The company recently reported its fourth straight earnings beat after announcing first-quarter numbers in late April. Profits of $0.72 a share were $0.13 higher than forecasts of $0.59. Revenue of $6.4 billion topped consensus of $6.24 billion.
This follows earnings beats of $0.06, $0.08, and $0.15 in the prior three quarters. For the current quarter, analysts expect Kraft Heinz to post a profit of $0.72 on sales of $6.55 billion.
Currently, 21 analysts follow KHC: one strong buy rating, one buy, and 17 holds. There is also one underperform and one sell recommendation.
Higher commodity and packaging materials prices could be a concern going forward, but KHC could consider raising prices to offset the increased cost. While this isn’t the best news for consumers, products that use wheat, sugar, and other ingredients have already become more expensive due to elevated demand.
In fact, the company’s CEO, Miguel Patricio, said they are monitoring inflation in any products related to grains, and whether they could raise prices in certain categories. KHC should face little resistance; given the brand’s recognition and pricing power, the company should be able to maintain sales momentum in an ongoing inflationary environment.
Investors who shy away from the stock’s one-year performance will be assured to know that it remains one of Warren Buffet’s Berkshire Hathaway’s (BRK.A, BRK.B) top holdings.
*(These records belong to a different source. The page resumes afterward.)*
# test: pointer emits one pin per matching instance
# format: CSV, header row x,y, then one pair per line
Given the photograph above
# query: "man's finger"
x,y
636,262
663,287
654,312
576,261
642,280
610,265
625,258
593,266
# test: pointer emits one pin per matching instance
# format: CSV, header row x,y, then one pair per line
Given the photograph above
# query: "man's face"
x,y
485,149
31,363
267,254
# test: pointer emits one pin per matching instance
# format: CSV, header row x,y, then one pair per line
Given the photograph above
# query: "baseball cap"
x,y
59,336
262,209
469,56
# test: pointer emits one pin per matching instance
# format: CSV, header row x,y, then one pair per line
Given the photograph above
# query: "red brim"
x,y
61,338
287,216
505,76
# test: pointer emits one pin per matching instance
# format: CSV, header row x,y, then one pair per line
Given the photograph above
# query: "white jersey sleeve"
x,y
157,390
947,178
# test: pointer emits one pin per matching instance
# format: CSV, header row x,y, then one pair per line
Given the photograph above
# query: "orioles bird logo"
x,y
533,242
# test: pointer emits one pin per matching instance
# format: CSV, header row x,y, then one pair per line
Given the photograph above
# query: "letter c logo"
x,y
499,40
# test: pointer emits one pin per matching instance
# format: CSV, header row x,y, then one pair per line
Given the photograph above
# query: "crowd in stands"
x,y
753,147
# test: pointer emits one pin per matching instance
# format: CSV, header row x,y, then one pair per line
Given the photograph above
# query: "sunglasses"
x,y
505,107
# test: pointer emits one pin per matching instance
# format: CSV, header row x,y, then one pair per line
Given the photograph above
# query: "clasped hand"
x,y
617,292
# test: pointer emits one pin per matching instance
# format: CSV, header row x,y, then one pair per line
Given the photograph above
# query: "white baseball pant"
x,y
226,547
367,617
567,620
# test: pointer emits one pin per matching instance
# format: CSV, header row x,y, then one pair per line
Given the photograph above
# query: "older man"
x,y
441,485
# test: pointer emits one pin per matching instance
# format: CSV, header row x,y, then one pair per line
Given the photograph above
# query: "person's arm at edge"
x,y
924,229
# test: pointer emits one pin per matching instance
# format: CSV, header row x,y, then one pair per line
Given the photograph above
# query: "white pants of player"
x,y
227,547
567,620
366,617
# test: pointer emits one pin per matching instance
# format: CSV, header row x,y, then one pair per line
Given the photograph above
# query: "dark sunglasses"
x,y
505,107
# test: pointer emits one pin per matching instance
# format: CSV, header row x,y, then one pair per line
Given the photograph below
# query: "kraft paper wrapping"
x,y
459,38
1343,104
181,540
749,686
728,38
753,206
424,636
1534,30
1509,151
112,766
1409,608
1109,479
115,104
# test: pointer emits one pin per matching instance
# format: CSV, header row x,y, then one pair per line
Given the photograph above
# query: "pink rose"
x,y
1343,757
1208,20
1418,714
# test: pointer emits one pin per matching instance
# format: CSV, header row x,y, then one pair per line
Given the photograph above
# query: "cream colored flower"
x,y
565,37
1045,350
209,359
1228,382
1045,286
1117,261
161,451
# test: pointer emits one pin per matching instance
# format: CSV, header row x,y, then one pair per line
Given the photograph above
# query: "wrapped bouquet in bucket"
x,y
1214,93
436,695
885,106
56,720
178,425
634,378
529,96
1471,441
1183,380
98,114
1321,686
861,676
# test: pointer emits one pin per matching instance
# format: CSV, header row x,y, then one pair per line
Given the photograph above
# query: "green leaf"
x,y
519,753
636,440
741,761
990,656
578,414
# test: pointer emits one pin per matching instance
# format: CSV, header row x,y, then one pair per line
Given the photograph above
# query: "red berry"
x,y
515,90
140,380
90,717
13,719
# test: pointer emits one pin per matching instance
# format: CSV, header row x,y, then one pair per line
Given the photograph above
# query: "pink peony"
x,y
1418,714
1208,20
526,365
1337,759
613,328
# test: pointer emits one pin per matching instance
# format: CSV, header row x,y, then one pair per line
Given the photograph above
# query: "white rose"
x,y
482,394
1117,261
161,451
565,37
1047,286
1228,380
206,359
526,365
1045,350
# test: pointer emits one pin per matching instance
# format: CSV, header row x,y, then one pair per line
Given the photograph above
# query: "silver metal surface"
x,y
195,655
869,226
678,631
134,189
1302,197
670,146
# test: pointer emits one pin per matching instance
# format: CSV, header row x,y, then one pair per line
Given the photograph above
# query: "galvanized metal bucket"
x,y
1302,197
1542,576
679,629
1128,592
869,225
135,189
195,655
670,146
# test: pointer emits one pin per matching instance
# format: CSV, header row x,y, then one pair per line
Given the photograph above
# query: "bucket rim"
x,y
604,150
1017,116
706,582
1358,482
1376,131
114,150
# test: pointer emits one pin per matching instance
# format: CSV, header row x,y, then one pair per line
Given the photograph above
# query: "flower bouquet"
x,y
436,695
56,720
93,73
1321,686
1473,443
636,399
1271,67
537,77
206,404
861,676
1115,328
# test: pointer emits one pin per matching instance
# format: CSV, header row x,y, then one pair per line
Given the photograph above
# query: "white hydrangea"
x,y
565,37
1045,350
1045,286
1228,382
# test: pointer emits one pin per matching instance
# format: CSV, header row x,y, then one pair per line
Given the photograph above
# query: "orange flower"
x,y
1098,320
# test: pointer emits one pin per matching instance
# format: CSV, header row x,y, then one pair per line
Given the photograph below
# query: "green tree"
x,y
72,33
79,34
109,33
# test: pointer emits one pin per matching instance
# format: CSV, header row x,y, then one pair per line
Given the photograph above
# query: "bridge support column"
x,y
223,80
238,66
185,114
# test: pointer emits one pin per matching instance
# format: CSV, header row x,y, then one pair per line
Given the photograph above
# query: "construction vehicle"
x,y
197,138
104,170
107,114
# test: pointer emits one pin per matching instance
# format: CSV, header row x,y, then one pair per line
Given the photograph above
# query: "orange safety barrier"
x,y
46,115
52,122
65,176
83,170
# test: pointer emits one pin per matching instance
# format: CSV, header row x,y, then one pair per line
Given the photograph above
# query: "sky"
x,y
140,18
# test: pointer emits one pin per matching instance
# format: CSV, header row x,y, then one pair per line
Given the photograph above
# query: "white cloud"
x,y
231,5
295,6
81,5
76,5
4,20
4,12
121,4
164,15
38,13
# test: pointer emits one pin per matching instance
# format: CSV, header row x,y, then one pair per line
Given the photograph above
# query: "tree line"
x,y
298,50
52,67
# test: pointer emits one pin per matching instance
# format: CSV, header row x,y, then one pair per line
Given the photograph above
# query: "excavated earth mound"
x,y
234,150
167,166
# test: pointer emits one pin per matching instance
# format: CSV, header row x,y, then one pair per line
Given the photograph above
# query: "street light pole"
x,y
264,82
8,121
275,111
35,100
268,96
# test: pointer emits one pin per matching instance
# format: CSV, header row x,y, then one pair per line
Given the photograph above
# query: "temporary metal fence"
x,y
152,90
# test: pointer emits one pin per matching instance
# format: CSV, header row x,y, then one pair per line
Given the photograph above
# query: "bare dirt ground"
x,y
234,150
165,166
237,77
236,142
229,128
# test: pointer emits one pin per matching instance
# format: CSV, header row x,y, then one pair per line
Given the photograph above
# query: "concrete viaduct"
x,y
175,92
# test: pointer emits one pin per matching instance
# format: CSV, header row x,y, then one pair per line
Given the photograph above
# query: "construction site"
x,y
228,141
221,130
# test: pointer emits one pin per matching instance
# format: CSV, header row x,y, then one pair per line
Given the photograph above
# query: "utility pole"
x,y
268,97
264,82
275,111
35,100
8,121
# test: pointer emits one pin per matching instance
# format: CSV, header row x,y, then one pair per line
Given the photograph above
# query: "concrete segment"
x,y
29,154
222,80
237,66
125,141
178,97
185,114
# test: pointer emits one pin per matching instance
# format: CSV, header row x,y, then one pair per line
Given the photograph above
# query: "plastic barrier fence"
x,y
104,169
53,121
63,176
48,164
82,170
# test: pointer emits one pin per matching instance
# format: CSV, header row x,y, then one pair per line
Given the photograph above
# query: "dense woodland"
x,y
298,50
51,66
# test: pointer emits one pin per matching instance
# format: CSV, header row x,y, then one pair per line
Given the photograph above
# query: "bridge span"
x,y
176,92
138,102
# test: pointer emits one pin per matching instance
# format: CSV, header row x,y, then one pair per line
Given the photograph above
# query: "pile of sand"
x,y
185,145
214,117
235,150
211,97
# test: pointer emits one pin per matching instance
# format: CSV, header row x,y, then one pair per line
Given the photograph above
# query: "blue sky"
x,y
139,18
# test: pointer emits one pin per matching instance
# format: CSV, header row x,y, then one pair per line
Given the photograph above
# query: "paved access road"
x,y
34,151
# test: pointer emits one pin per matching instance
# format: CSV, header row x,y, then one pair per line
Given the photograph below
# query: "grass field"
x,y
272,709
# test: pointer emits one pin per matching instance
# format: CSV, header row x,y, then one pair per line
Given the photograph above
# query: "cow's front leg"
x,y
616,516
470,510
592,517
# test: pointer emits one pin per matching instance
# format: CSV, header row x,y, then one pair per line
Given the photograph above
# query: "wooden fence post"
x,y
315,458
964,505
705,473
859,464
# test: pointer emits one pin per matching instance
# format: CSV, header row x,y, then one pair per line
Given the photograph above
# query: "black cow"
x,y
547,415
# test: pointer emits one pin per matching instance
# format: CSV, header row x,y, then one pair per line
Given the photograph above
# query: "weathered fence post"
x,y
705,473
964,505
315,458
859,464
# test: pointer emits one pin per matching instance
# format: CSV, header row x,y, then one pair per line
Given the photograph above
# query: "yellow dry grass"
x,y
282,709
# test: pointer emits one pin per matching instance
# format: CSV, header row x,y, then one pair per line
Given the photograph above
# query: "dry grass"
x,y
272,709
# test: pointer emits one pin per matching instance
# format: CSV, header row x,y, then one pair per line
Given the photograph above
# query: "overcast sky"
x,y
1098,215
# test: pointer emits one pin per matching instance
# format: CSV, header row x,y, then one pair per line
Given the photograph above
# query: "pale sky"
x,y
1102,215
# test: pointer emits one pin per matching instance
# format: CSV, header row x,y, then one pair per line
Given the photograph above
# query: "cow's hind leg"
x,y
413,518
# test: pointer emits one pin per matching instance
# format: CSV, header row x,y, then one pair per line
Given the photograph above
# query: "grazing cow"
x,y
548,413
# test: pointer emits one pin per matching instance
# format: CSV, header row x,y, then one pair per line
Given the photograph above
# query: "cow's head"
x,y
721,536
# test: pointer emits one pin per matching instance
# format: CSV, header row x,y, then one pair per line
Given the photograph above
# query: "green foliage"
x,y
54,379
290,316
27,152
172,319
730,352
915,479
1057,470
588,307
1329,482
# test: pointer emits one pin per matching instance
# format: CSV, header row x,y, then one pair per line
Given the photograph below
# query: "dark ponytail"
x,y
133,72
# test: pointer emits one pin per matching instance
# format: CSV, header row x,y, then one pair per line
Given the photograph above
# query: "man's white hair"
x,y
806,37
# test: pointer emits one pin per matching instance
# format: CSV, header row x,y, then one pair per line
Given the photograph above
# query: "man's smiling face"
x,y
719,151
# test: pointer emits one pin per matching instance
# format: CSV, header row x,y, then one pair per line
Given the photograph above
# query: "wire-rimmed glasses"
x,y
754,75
Buffett disclosed this information in a SEC filing of its holdings as of March 31, 2021.
Looking at these in the longer term, the below three-year weekly chart shows shares recently cleared major resistance at the $42.50 level from January 2019. As long as this area holds going forward, shares could easily make a run towards the low-to-mid $50s at some point in 2021.
If the company continues to post solid earnings, analysts will have to come off the sidelines and reevaluate their hold ratings. The stock also yields a 3.67% dividend at current levels, with an annual payout of $1.60. Moreover, shares are still down roughly 50% from KHC’s all-time high of $96.65, which was reached in February 2017.
Conservative traders can feel confident in adding this stock to their portfolios with a stop at $40 if shares do fade from current levels. Aggressive traders could consider longer-term options as a cheaper way to play continued upside in the stock.
The Kraft Heinz January 50 calls are currently trading near the $1.30 level and do not expire until January 21, 2022. This gives the stock more than seven months to make its way into the low $50s. If shares are above $52.60, technically, by expiration, these options would be $2.60 in the money. This would represent a double, with a run past $54 giving the investment a 200% return from current levels.